Frittie, diagnosed the previous year with haemophilia, was playing in Alice's room, when he caught sight of his brother through an open window. Climbing up to wave to him, the little boy fell onto the concrete below. At first he seemed merely dazed but that night he suffered a cerebral haemorrhage and died. Alice never fully recovered from his death.
Five years later, her eldest daughter Victoria contracted diphtheria which quickly spread through the family. Only her second daughter, Ella, remained free of the disease and, for her own safety, was sent to stay with her paternal grandmother in nearby Bessungen.
Alice personally nursed all of her children in turn, adhering to the doctor's instructions that she must neither kiss nor hold them for fear of contracting the illness herself.
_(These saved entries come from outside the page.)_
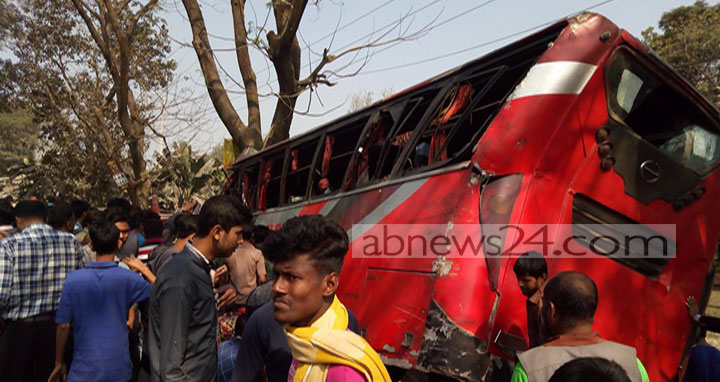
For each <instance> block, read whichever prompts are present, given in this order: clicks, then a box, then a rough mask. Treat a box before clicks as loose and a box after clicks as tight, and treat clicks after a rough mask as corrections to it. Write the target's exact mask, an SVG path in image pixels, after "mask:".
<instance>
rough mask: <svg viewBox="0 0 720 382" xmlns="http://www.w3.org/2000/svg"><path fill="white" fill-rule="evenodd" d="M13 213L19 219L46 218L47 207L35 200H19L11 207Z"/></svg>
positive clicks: (46, 217)
mask: <svg viewBox="0 0 720 382" xmlns="http://www.w3.org/2000/svg"><path fill="white" fill-rule="evenodd" d="M13 215H15V216H16V217H19V218H21V219H28V218H36V219H43V220H45V219H47V207H46V206H45V204H44V203H43V202H39V201H37V200H21V201H20V202H18V204H17V205H16V206H15V208H13Z"/></svg>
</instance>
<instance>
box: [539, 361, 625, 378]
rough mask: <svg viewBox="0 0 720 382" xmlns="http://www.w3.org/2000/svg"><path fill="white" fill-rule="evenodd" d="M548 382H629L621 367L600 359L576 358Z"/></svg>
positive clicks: (554, 374) (552, 377)
mask: <svg viewBox="0 0 720 382" xmlns="http://www.w3.org/2000/svg"><path fill="white" fill-rule="evenodd" d="M550 382H630V378H629V377H628V375H627V373H626V372H625V370H624V369H623V368H622V366H620V365H618V364H617V363H616V362H614V361H610V360H608V359H605V358H600V357H587V358H577V359H574V360H572V361H570V362H568V363H566V364H564V365H562V366H561V367H560V368H559V369H557V370H556V371H555V373H553V375H552V377H550Z"/></svg>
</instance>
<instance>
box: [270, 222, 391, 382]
mask: <svg viewBox="0 0 720 382" xmlns="http://www.w3.org/2000/svg"><path fill="white" fill-rule="evenodd" d="M348 244H349V243H348V236H347V234H346V233H345V230H344V229H343V228H342V227H340V226H339V225H338V224H337V223H335V222H333V221H331V220H329V219H327V218H325V217H324V216H320V215H305V216H300V217H297V218H293V219H290V220H288V221H287V222H285V224H283V226H282V227H281V228H280V229H279V230H278V231H277V232H276V233H275V234H273V235H271V236H270V237H269V238H268V239H267V240H266V241H265V243H263V254H264V255H265V256H267V258H268V259H269V260H270V261H272V262H273V263H274V264H275V265H274V268H273V270H274V273H275V281H274V283H273V295H274V297H273V310H274V317H275V320H277V321H278V322H280V323H282V324H284V331H285V336H286V337H287V340H288V344H289V345H290V350H291V352H292V355H293V362H292V365H291V366H290V371H289V373H288V382H300V381H302V382H339V381H342V382H363V381H364V382H385V381H387V382H390V376H389V375H388V373H387V370H386V369H385V366H384V365H383V363H382V361H381V360H380V357H379V356H378V355H377V353H376V352H375V351H374V350H373V349H372V347H371V346H370V345H369V344H368V343H367V342H366V341H365V340H364V339H363V338H362V337H360V336H358V335H357V334H355V333H353V332H351V331H349V330H348V312H347V309H346V308H345V306H344V305H343V304H342V303H341V302H340V300H339V299H338V298H337V296H335V292H336V291H337V288H338V286H339V283H340V270H341V268H342V263H343V259H344V258H345V253H347V250H348Z"/></svg>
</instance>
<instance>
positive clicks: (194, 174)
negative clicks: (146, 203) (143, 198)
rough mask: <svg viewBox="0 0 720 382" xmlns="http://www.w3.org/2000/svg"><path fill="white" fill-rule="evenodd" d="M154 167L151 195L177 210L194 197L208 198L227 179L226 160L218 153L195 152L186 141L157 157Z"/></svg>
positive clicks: (181, 142) (155, 158)
mask: <svg viewBox="0 0 720 382" xmlns="http://www.w3.org/2000/svg"><path fill="white" fill-rule="evenodd" d="M155 160H156V162H157V163H156V164H155V166H153V168H152V169H151V170H150V178H151V179H152V180H153V181H152V186H151V190H152V192H151V194H153V195H156V196H157V197H158V199H159V201H160V202H161V205H162V206H163V207H164V208H167V209H170V210H175V209H177V208H178V207H180V206H182V205H183V204H185V203H187V202H188V201H189V200H190V198H191V197H192V196H198V197H200V198H201V199H208V198H210V197H211V196H213V195H216V194H218V193H219V191H220V187H222V185H223V183H224V182H225V174H224V173H223V171H222V160H219V159H218V158H217V157H216V155H213V154H212V153H210V154H202V155H201V154H198V153H197V152H193V151H192V148H191V147H190V145H188V144H187V143H186V142H180V143H176V144H175V145H174V146H173V149H172V152H170V151H168V150H167V149H165V150H164V152H163V153H162V154H158V155H157V156H156V158H155Z"/></svg>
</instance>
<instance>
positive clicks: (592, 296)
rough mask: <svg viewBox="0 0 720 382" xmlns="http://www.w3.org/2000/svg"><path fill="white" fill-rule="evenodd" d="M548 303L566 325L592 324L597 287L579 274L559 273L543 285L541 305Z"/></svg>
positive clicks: (571, 272) (596, 295) (596, 296)
mask: <svg viewBox="0 0 720 382" xmlns="http://www.w3.org/2000/svg"><path fill="white" fill-rule="evenodd" d="M550 302H551V303H553V305H555V310H556V311H557V313H558V315H559V316H560V317H561V319H562V320H563V321H564V322H566V323H568V324H576V323H580V322H592V320H593V317H594V316H595V310H597V304H598V291H597V286H596V285H595V283H594V282H593V281H592V280H591V279H590V278H589V277H587V276H585V275H584V274H582V273H580V272H560V273H558V274H557V275H555V277H553V278H552V279H550V281H548V282H547V284H545V289H544V290H543V303H550Z"/></svg>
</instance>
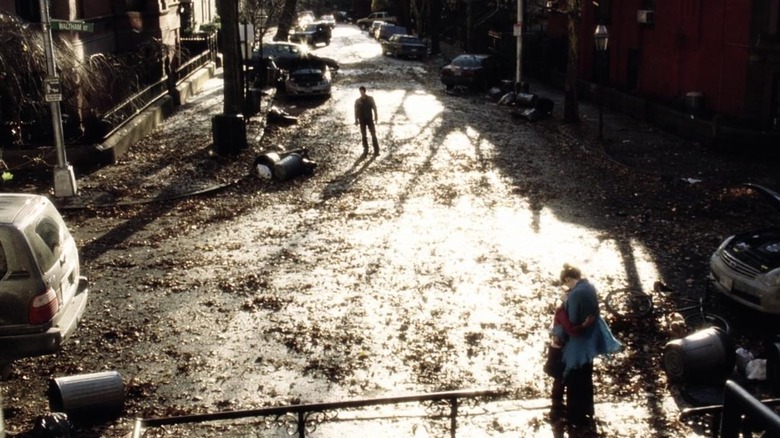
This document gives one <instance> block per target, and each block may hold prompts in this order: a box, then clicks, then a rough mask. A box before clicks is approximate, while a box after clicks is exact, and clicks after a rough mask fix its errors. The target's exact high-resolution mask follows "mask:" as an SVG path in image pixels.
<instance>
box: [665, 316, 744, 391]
mask: <svg viewBox="0 0 780 438" xmlns="http://www.w3.org/2000/svg"><path fill="white" fill-rule="evenodd" d="M663 364H664V369H665V370H666V374H667V376H669V378H670V379H672V380H675V381H683V380H684V381H724V380H725V379H726V378H727V377H728V376H729V375H730V374H731V373H732V372H733V371H734V365H735V364H736V352H735V350H734V343H733V341H732V340H731V338H730V337H729V336H728V335H727V334H726V332H724V331H723V330H722V329H721V328H719V327H710V328H706V329H703V330H699V331H697V332H694V333H692V334H690V335H688V336H686V337H684V338H682V339H675V340H673V341H669V342H667V344H666V346H665V347H664V357H663Z"/></svg>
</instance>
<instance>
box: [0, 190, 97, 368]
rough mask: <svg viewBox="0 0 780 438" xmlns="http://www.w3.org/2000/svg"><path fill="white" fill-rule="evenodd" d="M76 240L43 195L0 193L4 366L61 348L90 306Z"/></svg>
mask: <svg viewBox="0 0 780 438" xmlns="http://www.w3.org/2000/svg"><path fill="white" fill-rule="evenodd" d="M88 293H89V292H88V285H87V279H86V278H85V277H82V276H81V275H80V271H79V255H78V250H77V248H76V241H75V240H74V239H73V237H72V236H71V234H70V232H69V231H68V228H67V226H66V225H65V222H64V221H63V219H62V216H60V213H59V212H58V211H57V209H56V208H55V207H54V205H53V204H52V203H51V202H50V201H49V200H48V199H47V198H46V197H44V196H40V195H29V194H9V193H5V194H0V367H2V366H3V365H4V364H8V363H10V362H13V361H14V360H16V359H21V358H24V357H31V356H39V355H44V354H50V353H55V352H57V351H58V350H59V349H60V347H61V345H62V344H63V343H64V342H65V341H66V340H67V339H68V338H69V337H70V336H71V335H72V334H73V333H74V332H75V330H76V327H77V325H78V323H79V321H80V320H81V317H82V315H83V314H84V311H85V309H86V306H87V296H88Z"/></svg>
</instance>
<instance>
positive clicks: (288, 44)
mask: <svg viewBox="0 0 780 438" xmlns="http://www.w3.org/2000/svg"><path fill="white" fill-rule="evenodd" d="M252 58H253V62H254V63H255V64H256V65H260V60H261V59H271V60H273V61H274V64H276V66H277V67H278V68H279V69H281V70H284V71H286V72H289V71H290V70H292V69H294V68H295V67H297V66H298V65H300V64H301V63H307V64H311V63H323V64H325V65H327V66H328V68H329V69H330V70H331V72H333V71H338V69H339V63H338V61H336V60H335V59H331V58H326V57H322V56H317V55H315V54H314V53H312V52H311V51H310V50H309V47H308V46H306V45H304V44H298V43H285V42H281V41H275V42H269V43H263V45H262V46H261V47H258V48H255V50H254V53H253V54H252Z"/></svg>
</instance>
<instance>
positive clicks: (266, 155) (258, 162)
mask: <svg viewBox="0 0 780 438" xmlns="http://www.w3.org/2000/svg"><path fill="white" fill-rule="evenodd" d="M280 159H281V158H280V157H279V154H277V153H276V152H269V153H267V154H263V155H260V156H259V157H257V158H255V162H254V169H255V174H256V175H257V177H258V178H260V179H264V180H269V179H271V178H273V176H274V173H273V171H274V166H275V165H276V163H278V162H279V160H280Z"/></svg>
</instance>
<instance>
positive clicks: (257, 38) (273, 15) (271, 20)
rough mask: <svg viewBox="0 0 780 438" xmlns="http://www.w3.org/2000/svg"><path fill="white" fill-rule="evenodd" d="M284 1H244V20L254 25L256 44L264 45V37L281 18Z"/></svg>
mask: <svg viewBox="0 0 780 438" xmlns="http://www.w3.org/2000/svg"><path fill="white" fill-rule="evenodd" d="M284 3H285V1H284V0H244V5H243V8H242V11H241V13H242V19H243V20H245V21H246V22H249V23H251V24H252V27H253V28H254V30H255V35H254V42H255V43H257V44H262V41H263V36H265V34H266V33H268V30H269V29H270V28H271V27H273V26H275V25H276V24H277V23H278V22H279V21H280V18H281V15H282V10H283V7H284Z"/></svg>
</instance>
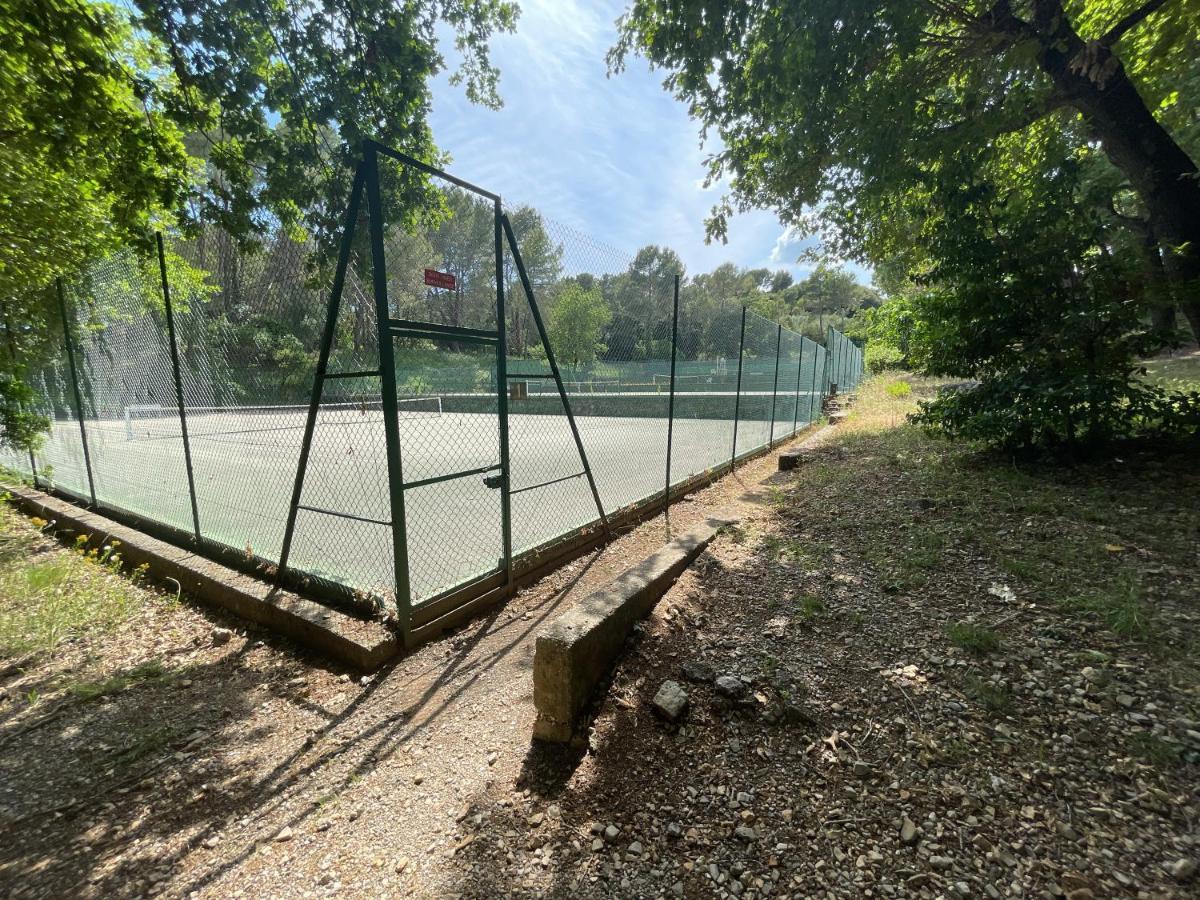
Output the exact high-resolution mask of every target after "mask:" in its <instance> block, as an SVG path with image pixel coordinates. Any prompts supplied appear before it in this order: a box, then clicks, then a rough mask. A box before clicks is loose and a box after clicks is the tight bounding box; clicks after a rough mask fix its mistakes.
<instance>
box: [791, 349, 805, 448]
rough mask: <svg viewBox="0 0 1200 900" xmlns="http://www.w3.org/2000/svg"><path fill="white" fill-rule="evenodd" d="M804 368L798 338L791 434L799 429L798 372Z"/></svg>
mask: <svg viewBox="0 0 1200 900" xmlns="http://www.w3.org/2000/svg"><path fill="white" fill-rule="evenodd" d="M803 368H804V336H803V335H802V336H800V354H799V359H798V360H796V407H794V408H793V409H792V434H793V436H794V434H796V431H797V428H799V427H800V372H802V371H803Z"/></svg>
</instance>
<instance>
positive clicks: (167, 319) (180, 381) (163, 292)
mask: <svg viewBox="0 0 1200 900" xmlns="http://www.w3.org/2000/svg"><path fill="white" fill-rule="evenodd" d="M154 236H155V244H156V245H157V247H158V276H160V278H161V280H162V305H163V310H166V312H167V341H168V342H169V343H170V371H172V373H173V374H174V377H175V403H176V404H178V407H179V428H180V433H181V434H182V437H184V468H185V469H186V470H187V497H188V499H191V502H192V528H193V530H194V533H196V542H197V544H199V541H200V510H199V508H198V506H197V504H196V476H194V475H193V473H192V445H191V442H188V439H187V414H186V413H185V412H184V379H182V378H181V377H180V373H179V344H178V342H176V340H175V313H174V311H173V310H172V305H170V283H169V282H168V278H167V252H166V250H164V248H163V245H162V232H155V235H154Z"/></svg>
In spite of all her care, her youngest daughter, May, died, and, since Louis had also been struck with the illness, Alice was obliged to attend her funeral alone.
When Alice's son, Ernie, himself suffering from the disease asked for news of his sister's progress, Alice felt obliged to conceal from him the fact that she had died for fear that the news would further weaken him. As Ernie began to recover, Alice told him the truth and he was so upset that she could no longer bear it. Contrary to the doctor's instructions she hugged and kissed him...It was to be what Disraeli reported to Parliament, 'the kiss of death'.
As the rest of the family recovered, Alice contracted the disease and too worn out to fight it, died, at the age of 35, on the anniversary of the death her father - 14th December 1878. Her final whispered words were, "Dear Papa..." It seems her beloved father had come to take her home.